Le conseiller fédéral Alain Berset ne pourra pas réduire le prix des médicaments autant qu’il le désirait. Mercredi, il a présenté un nouveau système qui tient compte d’un jugement du Tribunal fédéral favorable à l’industrie pharmaceutique.

Les comparaisons de prix avec l’étranger font régulièrement réagir les consommateurs helvétiques. Les assureurs maladie voient également dans ce secteur un grand potentiel d’économies. C’est vrai pour les médicaments brevetés et plus encore pour les génériques.
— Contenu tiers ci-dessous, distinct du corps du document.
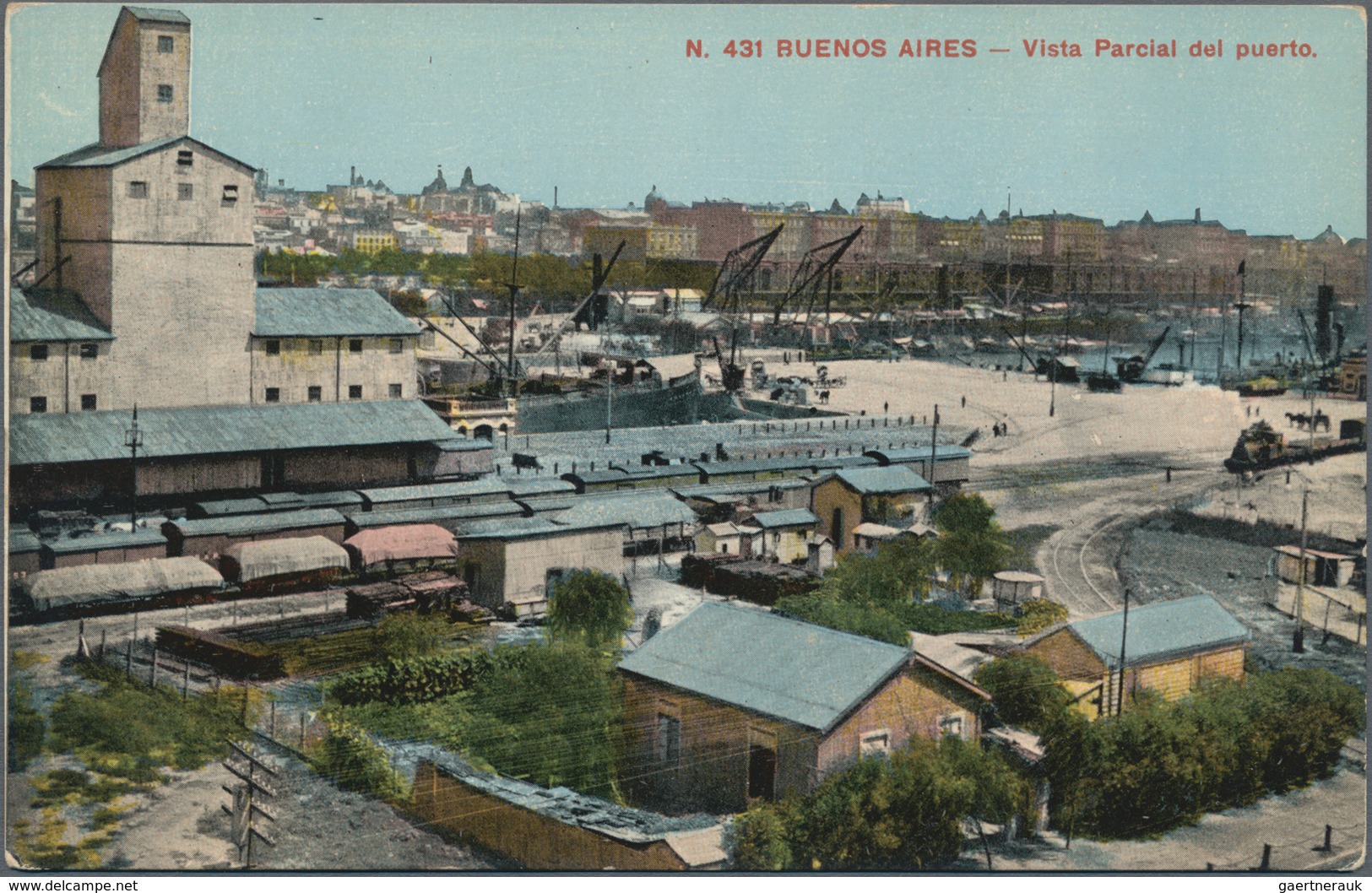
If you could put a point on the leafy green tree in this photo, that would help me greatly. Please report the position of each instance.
(1025, 691)
(590, 607)
(970, 544)
(756, 840)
Alain Berset a voulu s’y attaquer dès 2012. Il s’est d’abord concentré sur les médicaments brevetés et a voulu introduire un nouveau système de tarification tenant compte des prix pratiqués à l’étranger et excluant la comparaison thérapeutique avec d’autres produits analogues. Gain escompté pour l’assurance obligatoire des soins: 720 millions à l’horizon 2015.

Mais il a dû déchanter en raison de recours de l’industrie pharmaceutique. Interpharma, l’Association des entreprises pharmaceutiques suisses pratiquant la recherche, estimait notamment la décision de «nuisible à la place économique et scientifique».

La hache de guerre a cependant été enterrée pour éviter une longue et coûteuse procédure judiciaire. Alain Berset a revu sa copie et présenté l’an dernier un nouveau système tenant mieux compte des intérêts de la pharma. Son projet réintégrait donc la comparaison thérapeutique dans la fixation des prix. Mais pas suffisamment. Après l’examen attentif d’un avis que le Tribunal fédéral a rendu sur la question, le Conseil fédéral a décidé mercredi d’accorder encore plus de poids à ce critère. Ce sera du 50/50 avec le comparatif des prix pratiqués à l’étranger, au lieu d’un tiers seulement selon le premier projet.

L’industrie pharmaceutique n’en demandait pas tant. Mais le secrétaire général d’Interpharma, Thomas Cueni, salue cette décision avant tout «parce qu’elle évite l’incertitude juridique». De son côté, Alain Berset rappelle qu’entre 2012 et 2014, des économies de l’ordre de 600 millions de francs ont malgré tout pu être réalisées. Le prix de 1500 produits examinés a été réduit. Le réexamen reprendra en 2017 selon les nouveaux critères. Il devrait permettre des économies d’environ 180 millions pour les trois prochaines années.

Alain Berset annonce également qu’il va revoir le système de tarification des génériques, qui sont en moyenne 50% plus chers en Suisse qu’à l’étranger. Il n’a pas précisé comment il allait s’y prendre mais il faudra être patient. Le conseiller fédéral ne prévoit pas l’entrée en vigueur des modifications de loi nécessaires avant 2019. En attendant, il prendra certaines mesures pouvant générer jusqu’à 80 millions de francs ces trois prochaines années.